En tout cas  dans son subconscient il n’a pas oublié quel était le rôle de la possession de territoires acquis par la ruse la force, que les autochtones étaient privés de liberté d’aller et venir, alors que les richesses du pays occupé étaient pillées au service de l‘économie de l’occupant.

 

Et nous avons un immense espace africain, des zones du Pacifique (Tahiti, Knaki) des territoires de la Caraibe( Martinique  Guadeloupe, Haïti jus qu’en 1804,  de l’Amérique du Sud (Guyane) de l’Océan indien ( Réunion Mayotte)

 

Toute cette politique était axée sur le pillage des richesses minières et autres, et la domination des hommes au service du colonisateur (guerres 1914 -1918, 1940-1945, guerres coloniales d’Indochine  et d’Algérie

 

L’immigration

 

C’est le fait de se déplacer individuellement ou collectivement d’un pays ou continent pour des raisons multiples.

 

D’aucuns feront état de motifs économiques alors que d’autres avanceront des motifs politiques d’insécurité, de non respect des droits de l’Homme.

 

Cette problématique est très sensible en France et donne lieu à des débats et des propos incongrus

 

Quoi qu’il en-soit, l’immigration qui touche particulièrement les ressortissants africains de L’Ouest du Continent, doit être considérée comme un échec totale de la colonisation, mis à la charge de la France.

 

Car pour bien comprendre ce drame, il convient de revenir sur le mode de colonisation française basée sur l’assimilation de masses colonisées

 

A ces masses rien n’a été inculqué, comme des notions de responsabilité, du goût de l’entreprise, du rôle de la vie politique et donc des choix.

 

C’était  pour l’Administration française une bande de demeurés assignés à la servitude du  maître sans espoir  d’évolution vers plus de Dignité.

 

Et donc en  1960, année de début des indépendantes octroyées à certains territoires du Continent , la France régnait sur une tutelle de 110 millions d’indigènes

 

Pas mal comme Nation des droits de l’Homme, on a la force et la mitraille pour imposer sa loi en terre étrangère.

 

Et donc avec ces indépendances octroyées nous avons trouvé à la tête des affaires, des hommes corrompus, incompétents mais faisant tout pour plaire au maitre européen

 

Ces populations sans repère; débousolées n'ont qu’une solution fuir leur pays pour grossir la masse des sans papiers en France et ailleurs.

 

https://www.youtube.com/watch?v=9AjkUyX0rVw

 

Prochainement... Le terrorisme

La Guinée équatoriale

 

La Guinée équatoriale est un pays d'Afrique centrale. Elle est constituée de deux parties. L'une continentale, bordée par le Cameroun et le Gabon, l'autre insulaire avec l'île de Bioko où se trouve la capitale Malabo et l'île d'Annobón.

Toponymie

La typographie française prévoit, pour la graphie des noms d’unités administratives ou politiques, des traits d'union entre les différents éléments d’un nom composé et une capitale à tous les éléments. Il serait donc plus convenable d’écrire Guinée-Équatoriale .
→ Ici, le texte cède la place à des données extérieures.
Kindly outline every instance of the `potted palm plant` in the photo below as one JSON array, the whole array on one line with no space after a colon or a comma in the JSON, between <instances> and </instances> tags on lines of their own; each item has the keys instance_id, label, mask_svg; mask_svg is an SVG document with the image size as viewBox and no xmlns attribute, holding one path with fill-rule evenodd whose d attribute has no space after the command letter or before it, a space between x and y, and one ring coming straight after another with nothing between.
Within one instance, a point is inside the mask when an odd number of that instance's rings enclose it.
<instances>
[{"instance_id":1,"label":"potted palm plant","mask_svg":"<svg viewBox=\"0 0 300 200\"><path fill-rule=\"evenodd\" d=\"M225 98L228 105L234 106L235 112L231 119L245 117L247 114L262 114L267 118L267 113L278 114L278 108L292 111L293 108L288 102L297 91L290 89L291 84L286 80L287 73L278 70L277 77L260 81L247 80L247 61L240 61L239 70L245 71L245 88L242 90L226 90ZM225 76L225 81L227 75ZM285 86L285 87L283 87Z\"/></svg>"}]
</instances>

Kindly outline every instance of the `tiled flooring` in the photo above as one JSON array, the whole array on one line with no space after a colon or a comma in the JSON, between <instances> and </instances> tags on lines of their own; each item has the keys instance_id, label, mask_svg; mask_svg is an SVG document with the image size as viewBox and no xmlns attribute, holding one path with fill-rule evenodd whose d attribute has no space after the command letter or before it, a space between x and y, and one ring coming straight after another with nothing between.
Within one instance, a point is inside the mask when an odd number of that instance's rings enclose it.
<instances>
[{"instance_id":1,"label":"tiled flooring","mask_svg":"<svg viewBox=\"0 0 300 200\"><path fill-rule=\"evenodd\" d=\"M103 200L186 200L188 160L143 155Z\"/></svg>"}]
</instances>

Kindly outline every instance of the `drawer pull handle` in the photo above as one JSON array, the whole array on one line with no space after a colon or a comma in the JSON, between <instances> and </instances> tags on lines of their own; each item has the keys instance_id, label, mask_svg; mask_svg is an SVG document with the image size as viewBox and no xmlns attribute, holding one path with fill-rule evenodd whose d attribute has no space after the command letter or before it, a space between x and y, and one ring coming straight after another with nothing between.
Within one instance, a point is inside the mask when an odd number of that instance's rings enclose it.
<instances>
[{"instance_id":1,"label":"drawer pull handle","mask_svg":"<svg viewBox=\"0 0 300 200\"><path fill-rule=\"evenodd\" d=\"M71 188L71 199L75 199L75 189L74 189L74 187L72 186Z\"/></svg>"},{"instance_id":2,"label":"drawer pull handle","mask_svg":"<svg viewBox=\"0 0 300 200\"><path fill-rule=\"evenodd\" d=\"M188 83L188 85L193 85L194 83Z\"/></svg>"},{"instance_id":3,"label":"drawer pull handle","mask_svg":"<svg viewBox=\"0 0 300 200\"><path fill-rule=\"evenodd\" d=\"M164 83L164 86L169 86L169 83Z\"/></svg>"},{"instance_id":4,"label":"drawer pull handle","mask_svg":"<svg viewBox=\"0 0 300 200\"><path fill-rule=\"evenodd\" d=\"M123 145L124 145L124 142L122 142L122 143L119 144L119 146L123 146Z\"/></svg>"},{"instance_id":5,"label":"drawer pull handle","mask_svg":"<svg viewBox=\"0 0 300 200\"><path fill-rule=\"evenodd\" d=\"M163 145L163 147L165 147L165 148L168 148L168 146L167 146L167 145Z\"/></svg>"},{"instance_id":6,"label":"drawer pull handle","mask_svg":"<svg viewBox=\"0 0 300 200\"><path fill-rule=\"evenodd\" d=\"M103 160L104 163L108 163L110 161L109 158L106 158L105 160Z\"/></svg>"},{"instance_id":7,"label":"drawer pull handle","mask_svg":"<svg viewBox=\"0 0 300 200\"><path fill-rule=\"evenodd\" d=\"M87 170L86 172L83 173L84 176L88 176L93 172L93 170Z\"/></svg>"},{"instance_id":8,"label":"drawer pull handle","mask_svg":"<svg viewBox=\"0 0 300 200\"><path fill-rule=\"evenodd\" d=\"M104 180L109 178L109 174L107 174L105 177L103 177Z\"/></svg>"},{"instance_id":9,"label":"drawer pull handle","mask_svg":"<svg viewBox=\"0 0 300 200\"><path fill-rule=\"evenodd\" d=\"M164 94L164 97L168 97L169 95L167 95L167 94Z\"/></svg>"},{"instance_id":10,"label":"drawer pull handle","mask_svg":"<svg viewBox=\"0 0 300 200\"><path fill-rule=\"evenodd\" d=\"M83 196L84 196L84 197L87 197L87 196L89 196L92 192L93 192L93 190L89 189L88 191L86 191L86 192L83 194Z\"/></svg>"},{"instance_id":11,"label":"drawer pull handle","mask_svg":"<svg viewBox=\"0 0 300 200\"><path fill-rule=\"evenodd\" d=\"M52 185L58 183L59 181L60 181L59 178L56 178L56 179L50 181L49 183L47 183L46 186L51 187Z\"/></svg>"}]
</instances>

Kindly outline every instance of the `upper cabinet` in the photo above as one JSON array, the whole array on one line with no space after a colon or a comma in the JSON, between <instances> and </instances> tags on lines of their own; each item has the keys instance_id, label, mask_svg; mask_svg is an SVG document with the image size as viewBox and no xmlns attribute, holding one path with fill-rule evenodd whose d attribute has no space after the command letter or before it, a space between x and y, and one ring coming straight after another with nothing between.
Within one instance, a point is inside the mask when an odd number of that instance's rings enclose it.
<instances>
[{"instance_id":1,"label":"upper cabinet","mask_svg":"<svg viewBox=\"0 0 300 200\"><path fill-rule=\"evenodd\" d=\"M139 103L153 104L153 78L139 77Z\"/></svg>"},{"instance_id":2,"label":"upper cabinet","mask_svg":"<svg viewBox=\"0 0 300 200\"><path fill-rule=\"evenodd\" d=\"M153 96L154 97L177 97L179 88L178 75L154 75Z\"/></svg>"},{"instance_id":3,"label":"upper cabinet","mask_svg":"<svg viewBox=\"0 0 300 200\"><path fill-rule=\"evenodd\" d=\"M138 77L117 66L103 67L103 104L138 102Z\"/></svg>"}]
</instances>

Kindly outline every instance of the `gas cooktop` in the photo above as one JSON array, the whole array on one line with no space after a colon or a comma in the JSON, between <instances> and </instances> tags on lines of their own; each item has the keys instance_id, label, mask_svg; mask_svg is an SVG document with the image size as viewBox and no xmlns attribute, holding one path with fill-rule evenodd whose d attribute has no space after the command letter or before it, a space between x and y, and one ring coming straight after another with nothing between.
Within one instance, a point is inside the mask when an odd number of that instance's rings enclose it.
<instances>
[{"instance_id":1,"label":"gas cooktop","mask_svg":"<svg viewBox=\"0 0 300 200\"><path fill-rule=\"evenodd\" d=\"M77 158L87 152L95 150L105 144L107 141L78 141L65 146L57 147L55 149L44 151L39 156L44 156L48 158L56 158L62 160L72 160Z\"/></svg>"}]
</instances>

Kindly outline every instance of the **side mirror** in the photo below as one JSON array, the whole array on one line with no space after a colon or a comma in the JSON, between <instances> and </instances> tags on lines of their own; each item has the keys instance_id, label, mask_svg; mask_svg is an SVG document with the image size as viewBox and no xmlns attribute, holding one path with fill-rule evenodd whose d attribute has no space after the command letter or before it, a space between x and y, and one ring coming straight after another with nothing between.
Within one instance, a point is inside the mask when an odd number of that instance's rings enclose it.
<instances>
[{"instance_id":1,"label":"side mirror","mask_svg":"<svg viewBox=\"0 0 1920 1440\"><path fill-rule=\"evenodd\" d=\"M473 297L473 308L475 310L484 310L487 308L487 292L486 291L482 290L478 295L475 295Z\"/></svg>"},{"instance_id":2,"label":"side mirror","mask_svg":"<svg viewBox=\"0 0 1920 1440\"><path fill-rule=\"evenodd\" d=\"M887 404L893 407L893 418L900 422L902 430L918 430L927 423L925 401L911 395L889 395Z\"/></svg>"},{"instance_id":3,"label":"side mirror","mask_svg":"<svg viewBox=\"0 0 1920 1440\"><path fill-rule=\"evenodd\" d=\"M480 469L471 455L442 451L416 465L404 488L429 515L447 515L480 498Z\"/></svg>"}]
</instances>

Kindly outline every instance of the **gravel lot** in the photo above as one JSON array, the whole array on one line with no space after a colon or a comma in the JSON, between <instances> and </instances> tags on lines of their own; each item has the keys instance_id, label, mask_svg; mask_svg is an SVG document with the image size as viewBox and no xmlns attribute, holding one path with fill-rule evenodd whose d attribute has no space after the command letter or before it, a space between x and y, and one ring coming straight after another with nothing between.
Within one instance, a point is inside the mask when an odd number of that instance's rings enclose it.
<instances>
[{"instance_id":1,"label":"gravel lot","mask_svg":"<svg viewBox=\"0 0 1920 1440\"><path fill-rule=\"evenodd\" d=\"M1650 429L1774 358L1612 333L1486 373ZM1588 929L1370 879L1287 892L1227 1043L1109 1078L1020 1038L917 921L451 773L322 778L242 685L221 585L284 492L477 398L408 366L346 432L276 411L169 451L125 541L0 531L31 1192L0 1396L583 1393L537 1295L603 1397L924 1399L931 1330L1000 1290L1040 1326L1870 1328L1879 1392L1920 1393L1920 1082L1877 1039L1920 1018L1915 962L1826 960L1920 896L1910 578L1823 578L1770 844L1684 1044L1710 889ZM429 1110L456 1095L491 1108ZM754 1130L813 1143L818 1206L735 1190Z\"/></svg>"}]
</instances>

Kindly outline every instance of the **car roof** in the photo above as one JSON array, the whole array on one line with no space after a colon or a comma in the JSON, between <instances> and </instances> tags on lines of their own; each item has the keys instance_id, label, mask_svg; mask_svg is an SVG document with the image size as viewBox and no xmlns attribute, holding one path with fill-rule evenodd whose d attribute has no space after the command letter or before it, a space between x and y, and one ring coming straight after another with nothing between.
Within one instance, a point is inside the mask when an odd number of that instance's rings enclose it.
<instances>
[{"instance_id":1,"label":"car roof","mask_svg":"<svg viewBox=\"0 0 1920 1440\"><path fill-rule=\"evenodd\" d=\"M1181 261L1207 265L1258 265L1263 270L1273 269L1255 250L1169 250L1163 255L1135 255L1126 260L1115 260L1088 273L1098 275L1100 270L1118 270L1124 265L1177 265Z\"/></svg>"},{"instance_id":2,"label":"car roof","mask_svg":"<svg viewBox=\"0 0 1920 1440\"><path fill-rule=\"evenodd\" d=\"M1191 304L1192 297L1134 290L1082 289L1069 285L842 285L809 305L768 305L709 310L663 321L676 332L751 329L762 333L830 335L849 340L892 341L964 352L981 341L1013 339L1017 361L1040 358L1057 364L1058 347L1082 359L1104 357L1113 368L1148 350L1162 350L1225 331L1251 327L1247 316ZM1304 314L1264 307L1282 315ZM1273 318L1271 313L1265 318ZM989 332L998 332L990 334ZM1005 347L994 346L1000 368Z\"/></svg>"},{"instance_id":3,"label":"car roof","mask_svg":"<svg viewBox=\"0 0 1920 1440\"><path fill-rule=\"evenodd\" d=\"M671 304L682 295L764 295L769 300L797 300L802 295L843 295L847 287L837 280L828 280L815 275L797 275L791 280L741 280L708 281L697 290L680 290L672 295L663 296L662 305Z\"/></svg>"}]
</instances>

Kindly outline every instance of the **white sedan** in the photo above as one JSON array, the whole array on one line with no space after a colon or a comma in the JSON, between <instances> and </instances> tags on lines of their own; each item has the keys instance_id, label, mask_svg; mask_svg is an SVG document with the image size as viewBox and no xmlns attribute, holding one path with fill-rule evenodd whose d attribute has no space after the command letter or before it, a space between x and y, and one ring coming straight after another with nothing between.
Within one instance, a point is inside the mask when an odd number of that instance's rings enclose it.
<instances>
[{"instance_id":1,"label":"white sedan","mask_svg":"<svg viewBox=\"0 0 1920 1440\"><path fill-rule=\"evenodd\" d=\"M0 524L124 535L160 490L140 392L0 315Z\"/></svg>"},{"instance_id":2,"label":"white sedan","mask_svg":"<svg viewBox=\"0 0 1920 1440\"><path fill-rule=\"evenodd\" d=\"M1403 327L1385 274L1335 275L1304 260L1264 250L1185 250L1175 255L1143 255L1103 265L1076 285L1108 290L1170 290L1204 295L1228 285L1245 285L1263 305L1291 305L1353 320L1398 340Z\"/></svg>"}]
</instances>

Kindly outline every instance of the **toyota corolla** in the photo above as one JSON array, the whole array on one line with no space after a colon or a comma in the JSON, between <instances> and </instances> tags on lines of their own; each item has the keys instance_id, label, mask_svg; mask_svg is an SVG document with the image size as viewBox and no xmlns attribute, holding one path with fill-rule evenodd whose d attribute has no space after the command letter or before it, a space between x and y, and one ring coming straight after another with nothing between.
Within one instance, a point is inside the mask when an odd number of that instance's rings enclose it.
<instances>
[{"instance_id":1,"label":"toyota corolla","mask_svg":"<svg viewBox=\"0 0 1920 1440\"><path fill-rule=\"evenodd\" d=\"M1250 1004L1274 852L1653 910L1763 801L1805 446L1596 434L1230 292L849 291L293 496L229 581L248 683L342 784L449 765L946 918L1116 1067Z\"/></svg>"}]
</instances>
Du temps de la colonisation, le pays constituait la Guinée espagnole.

Histoire

Préhistoire

Notre connaissance de la préhistoire de la Guinée-Équatoriale suit une subdivision géographique, l'île de Bioko d'une part, la province du Littoral entre Cameroun et Gabon d'autre part.

L'île de Bioko était toujours reliée au continent jusque , 8000 ans par un 'pont' qui sera à partir de cette époque lentement immergé par la poursuite de la montée des eaux de l'Atlantique.

 Ce mouvement du niveau marin avait débuté vers , 11000 ans avec le réchauffement climatique de la fin du dernier Âge glaciaire. De ce fait, il est certain que ce territoire devait être habité par des populations nomades de chasseurs-collecteurs, à l'instar de ce qui est connu sur le continent actuel.

Les vestiges d'une présence humaine ont été découverts en fouille au site de Mossumu , Prov. Littoral datés avant , 30000 ans.

 Il s'agit d'une industrie dite Sangoenne, bien connue à cette époque à travers l'Afrique centrale. Quelques autres sites, de surface ou en affleurement stratigraphique, indiquent que l'Âge Moyen de la Pierre est bien représenté dans cette partie du pays.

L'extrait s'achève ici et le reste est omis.